Three short excerpts which address the period between the Famine (1849) and the advent of sound-recording in Irish music (roughly, 1890). In this period, though both Catholic repression and economic depression (and exile) were eroding traditional culture, the music continued to be important in the lives of the rural Irish—and, for the first time, for large numbers of emigrants who had departed but held onto the music as a recollection of home.

Hall, Reg. “Heydays are Short-Lived: Change in Music-Making Practice in Rural Ireland, 1850-1950.”

Reg Hall is a great scholar of traditional music and is able to correct many of the romantic fictions which have previously been believed about the music and its culture. His summary of the 100 years b/w 1850-1950 is very useful and you should be able to relate it.

Hickey, Donal. “A Blind Fiddler and his Donkey.”

Hickey is a specialist in the music of Sliabh Luachra (“the Rushy Mountain”) on the contiguous border of Cork and Kerry. Tom Billy Murphy, a blind traveling fiddler and teacher, had learned tunes from the Famine piper Garrett Barry, and had taught Padraig O Keefe, last of the traveling fiddle teachers. Murphy is thus a crucial link b/w the post-Famine era and the 20th century.

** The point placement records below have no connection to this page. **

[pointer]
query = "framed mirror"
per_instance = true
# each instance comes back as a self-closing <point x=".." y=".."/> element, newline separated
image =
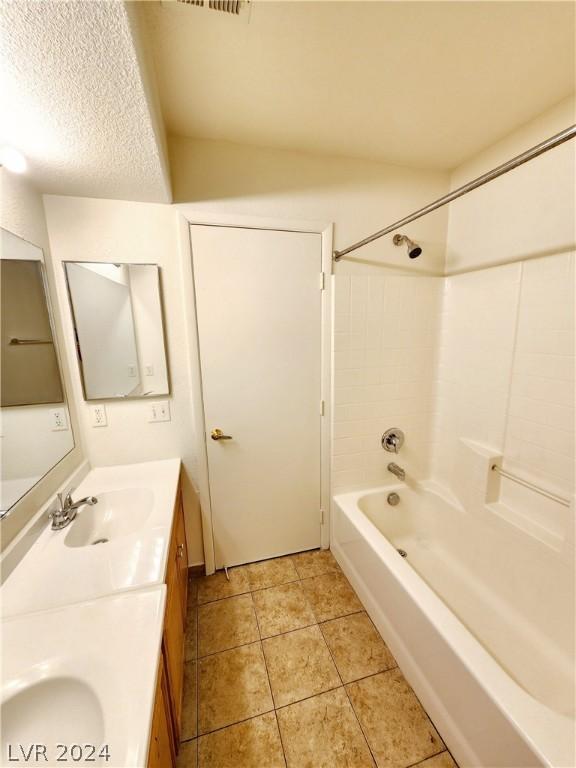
<point x="117" y="314"/>
<point x="35" y="431"/>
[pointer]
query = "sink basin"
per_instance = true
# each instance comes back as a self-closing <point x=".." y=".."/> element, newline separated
<point x="83" y="674"/>
<point x="117" y="513"/>
<point x="118" y="544"/>
<point x="59" y="710"/>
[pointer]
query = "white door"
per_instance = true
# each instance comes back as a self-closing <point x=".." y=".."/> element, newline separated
<point x="258" y="303"/>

McNamara, Christy and Peter Woods. “Last Night’s Fun.”

The McNamara/Woods is essentially fiction, relating 2 generations of music in a rural family whose males emigrating, taking the music with them. In this (early) chapter, the story relates how young people learned in the pre-recordings era of the 19th century, and the reaction of rural people when the first 78s recorded in New York began coming back to Ireland.